There's a small handful of questions which are migrated away from Writing to other sites in the network other than English Language & Usage.
Very, very, very few questions are migrated from Writing to English Language Learners. In the past three months, we've migrated as many questions to The Workplace as to English Language Learners, and both of those migration paths require the involvement of a diamond moderator.

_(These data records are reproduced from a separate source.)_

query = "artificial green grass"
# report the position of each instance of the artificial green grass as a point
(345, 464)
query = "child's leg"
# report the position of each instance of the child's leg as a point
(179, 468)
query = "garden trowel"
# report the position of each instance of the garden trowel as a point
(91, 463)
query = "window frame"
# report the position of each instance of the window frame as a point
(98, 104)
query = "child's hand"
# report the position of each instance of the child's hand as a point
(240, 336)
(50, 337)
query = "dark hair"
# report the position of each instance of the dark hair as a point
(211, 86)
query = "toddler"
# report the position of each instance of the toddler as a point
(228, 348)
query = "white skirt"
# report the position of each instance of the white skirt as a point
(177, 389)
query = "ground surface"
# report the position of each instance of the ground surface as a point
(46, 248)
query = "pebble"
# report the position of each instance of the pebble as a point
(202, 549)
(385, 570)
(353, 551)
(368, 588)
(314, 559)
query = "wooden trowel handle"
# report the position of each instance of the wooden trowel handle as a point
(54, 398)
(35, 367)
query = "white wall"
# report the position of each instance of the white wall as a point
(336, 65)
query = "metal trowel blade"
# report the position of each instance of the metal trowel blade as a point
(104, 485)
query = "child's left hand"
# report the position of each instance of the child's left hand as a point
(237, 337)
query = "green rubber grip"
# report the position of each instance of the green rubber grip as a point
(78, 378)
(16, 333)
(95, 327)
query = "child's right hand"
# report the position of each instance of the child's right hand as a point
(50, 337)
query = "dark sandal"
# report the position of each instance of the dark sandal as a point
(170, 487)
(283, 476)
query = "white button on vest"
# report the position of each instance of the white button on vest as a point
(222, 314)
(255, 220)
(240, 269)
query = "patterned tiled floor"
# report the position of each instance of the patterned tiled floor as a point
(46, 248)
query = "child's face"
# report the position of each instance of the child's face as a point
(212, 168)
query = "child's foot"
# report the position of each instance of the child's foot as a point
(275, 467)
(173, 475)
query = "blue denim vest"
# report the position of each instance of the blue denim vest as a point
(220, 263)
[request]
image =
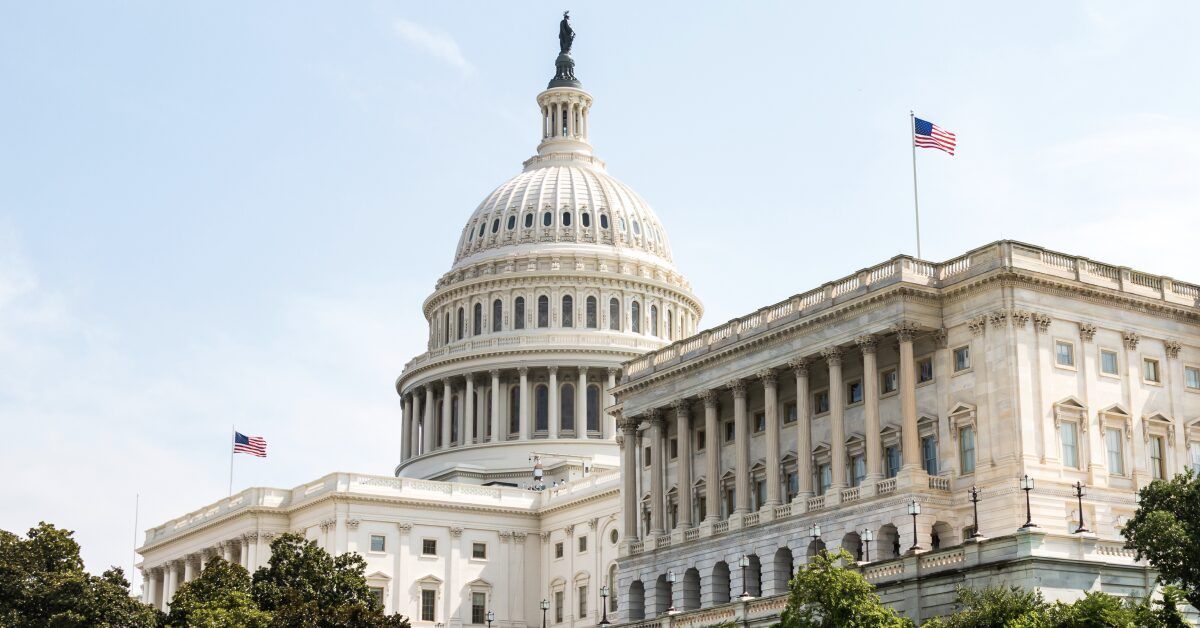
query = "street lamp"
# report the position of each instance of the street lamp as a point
(744, 561)
(975, 506)
(1027, 485)
(1079, 495)
(604, 604)
(915, 509)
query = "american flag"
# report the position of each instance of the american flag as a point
(255, 446)
(928, 135)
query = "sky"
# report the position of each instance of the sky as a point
(217, 214)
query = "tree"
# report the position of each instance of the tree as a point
(825, 594)
(42, 582)
(1165, 531)
(219, 598)
(303, 586)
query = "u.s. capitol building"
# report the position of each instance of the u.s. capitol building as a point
(684, 474)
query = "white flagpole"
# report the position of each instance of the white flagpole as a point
(916, 207)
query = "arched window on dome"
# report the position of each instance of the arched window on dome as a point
(594, 408)
(514, 412)
(568, 311)
(567, 408)
(543, 311)
(541, 408)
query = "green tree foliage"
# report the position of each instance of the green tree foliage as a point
(825, 594)
(42, 584)
(303, 586)
(1165, 531)
(219, 598)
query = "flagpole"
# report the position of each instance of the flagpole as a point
(916, 205)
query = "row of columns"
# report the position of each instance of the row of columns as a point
(420, 402)
(655, 429)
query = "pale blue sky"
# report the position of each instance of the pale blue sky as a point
(231, 213)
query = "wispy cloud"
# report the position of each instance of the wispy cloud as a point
(435, 43)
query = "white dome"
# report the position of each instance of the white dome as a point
(564, 198)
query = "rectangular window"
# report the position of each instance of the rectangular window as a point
(1157, 465)
(1109, 363)
(929, 454)
(1068, 432)
(478, 606)
(1150, 370)
(924, 370)
(1063, 353)
(966, 449)
(961, 359)
(1192, 377)
(892, 454)
(429, 605)
(820, 401)
(888, 381)
(853, 393)
(1115, 449)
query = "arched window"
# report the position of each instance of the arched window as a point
(591, 314)
(541, 408)
(593, 408)
(515, 411)
(567, 407)
(543, 311)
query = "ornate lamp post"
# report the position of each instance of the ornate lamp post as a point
(604, 604)
(744, 561)
(1027, 485)
(915, 509)
(1079, 495)
(975, 506)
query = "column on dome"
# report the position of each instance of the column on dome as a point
(683, 466)
(771, 408)
(552, 401)
(712, 459)
(741, 448)
(496, 405)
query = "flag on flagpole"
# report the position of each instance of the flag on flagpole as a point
(928, 135)
(255, 446)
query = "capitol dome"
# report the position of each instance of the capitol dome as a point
(561, 275)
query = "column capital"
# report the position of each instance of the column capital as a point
(867, 342)
(832, 356)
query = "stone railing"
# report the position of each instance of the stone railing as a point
(1001, 255)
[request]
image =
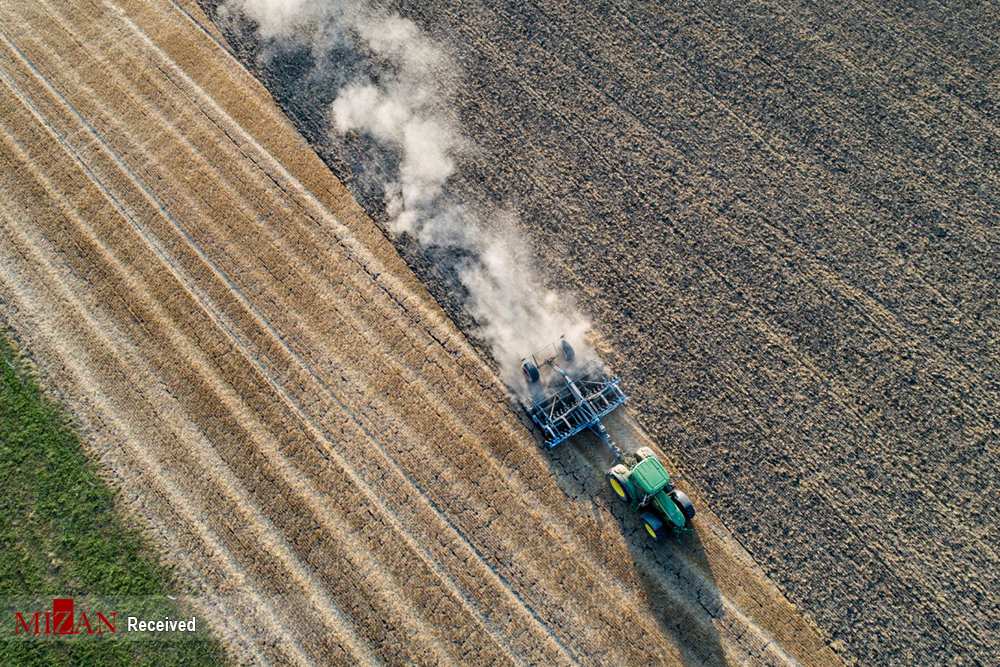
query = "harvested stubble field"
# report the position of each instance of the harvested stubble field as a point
(307, 437)
(783, 218)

That said, while a community migration path is certainly nice as it cuts down on moderator workload, if a question genuinely should go to a site to which no community migration path exists, no matter which site that is:
- Put the question on hold as off topic (you can use "Other" for this, since we don't really have a specific "this really isn't about writing at all" close reason); a question that isn't off topic here is not a migration candidate even if it would also be on topic elsewhere
- The rationale for that last point is simply: If a question is on topic on more than one site in the network, it's up to the OP to choose where to post it; we shouldn't impose our choices on them, though we can suggest that a question might get better answers on some specific other site in the network and mention that the question can be migrated if OP so desires
- Once the question is on hold (or immediately if you're willing to live with the risk of the flag being declined or aging away if the question isn't considered by the community to be off topic here), raise a custom moderator flag on the question and suggest migration to whichever site you feel is a good fit for the question, or even better (especially if the user is relatively new to the network) suggest that OP raises such a flag
- Having the OP raise the flag increases the OP's awareness of what's happening to their question, which is a good thing
If we start getting a lot of migrations to English Language Learners, it might be reasonable to set up a community migration path for that, but:
- Right now, in my opinion we just don't have sufficient volume to justify taking up a slot for such a migration path
- For the specific case of EL&U and ELL, I can see a clear risk that it would be confusing to people, seeing that the two sites have at first glance rather similar subject scopes, with a fair bit of apparent overlap
So, before we set up such a migration path, the community should make the case that it is needed by showing that we actually would be using it at least semi-regularly. For the time being, that means first putting the question on hold as genuinely off topic here, then having a moderator migrate it away. The community already has all the tools for the former, and a custom flag is by far the easiest way to do the latter.
Also, for clarity's sake: I am not saying that we can't have a community migration path to English Language Learners. I just don't think that the data currently shows any indication that one is really needed. If we do start to migrate a reasonable number of questions to ELL, or if our migration reject rate to English Language & Usage starts to go up, then it may well make very good sense to set up a community migration path to cover that need.